The $487 million that the city of Philadelphia plans to receive from real estate taxes could be in jeopardy with new information from the State Tax Equalization Board. The state’s property-tax watchdog evaluates each county’s assessment of real estate and found that Philadelphia has expensive discrepancies.
Millions of budget dollars are at risk, according to state real estate laws governing property value. The state real estate tax board, which assigns market values based on property sales, told the city that Philadelphia tax assessors have been inaccurately assessing properties.
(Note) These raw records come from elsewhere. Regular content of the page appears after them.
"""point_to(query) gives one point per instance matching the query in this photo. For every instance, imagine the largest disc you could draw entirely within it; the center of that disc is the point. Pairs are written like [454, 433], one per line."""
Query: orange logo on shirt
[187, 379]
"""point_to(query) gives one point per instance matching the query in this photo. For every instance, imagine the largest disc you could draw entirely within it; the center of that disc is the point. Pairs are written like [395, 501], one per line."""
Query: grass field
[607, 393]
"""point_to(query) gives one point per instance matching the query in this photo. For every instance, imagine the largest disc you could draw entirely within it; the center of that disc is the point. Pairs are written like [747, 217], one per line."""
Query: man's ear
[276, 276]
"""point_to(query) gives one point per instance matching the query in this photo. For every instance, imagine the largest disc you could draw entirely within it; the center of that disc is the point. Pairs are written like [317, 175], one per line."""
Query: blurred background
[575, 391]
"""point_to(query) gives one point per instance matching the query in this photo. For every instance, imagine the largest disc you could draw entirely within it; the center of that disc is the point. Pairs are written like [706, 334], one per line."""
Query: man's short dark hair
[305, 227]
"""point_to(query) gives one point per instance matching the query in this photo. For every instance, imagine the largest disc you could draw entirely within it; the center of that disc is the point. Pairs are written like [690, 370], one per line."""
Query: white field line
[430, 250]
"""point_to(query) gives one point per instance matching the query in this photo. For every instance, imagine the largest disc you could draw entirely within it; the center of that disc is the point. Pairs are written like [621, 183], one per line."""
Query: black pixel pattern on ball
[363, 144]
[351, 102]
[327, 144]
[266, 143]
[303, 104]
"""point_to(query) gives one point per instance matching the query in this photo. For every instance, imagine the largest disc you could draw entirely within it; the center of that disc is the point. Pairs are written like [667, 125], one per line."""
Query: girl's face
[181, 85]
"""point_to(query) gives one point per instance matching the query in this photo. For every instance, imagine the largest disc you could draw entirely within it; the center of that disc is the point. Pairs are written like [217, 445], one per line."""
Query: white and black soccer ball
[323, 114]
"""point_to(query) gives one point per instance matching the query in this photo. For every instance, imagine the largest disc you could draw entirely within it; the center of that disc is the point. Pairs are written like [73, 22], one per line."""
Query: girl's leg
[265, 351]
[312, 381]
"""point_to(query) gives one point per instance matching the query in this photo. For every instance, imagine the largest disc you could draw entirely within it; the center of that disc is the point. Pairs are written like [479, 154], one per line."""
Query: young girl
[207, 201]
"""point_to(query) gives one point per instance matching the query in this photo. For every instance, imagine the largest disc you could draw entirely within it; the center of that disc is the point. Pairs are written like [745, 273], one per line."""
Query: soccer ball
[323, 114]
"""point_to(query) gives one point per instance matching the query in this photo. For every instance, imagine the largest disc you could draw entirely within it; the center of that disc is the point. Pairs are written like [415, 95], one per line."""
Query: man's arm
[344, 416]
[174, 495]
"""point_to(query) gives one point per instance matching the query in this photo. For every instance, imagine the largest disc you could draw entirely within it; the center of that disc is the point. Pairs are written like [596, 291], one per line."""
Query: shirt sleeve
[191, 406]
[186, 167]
Current market values in Philadelphia, the board wrote, were off the state mark by a long shot. The city bases its real estate taxes on a portion of 32 percent of a property’s value. The state agency said Philadelphia assessments were so distorted that the city was actually taxing against market values of only 18 percent.
With the wildly skewed property values, the state reported, Philadelphia property owners could head to court. With an assessment rate nearly cut in half, Philadelphia financial officials say it could be forced to trim as much as 40 percent from taxpayers’ bills. One city attorney said that represented “hundreds of millions of dollars” in expected revenue.
Philadelphia officials may appeal the ruling. The city could also change its assessment ratio to match the state’s 18 percent mark and raise property taxes later, but there’s a snag. According to the city’s own laws, no changes can be made to tax rates during a current fiscal year.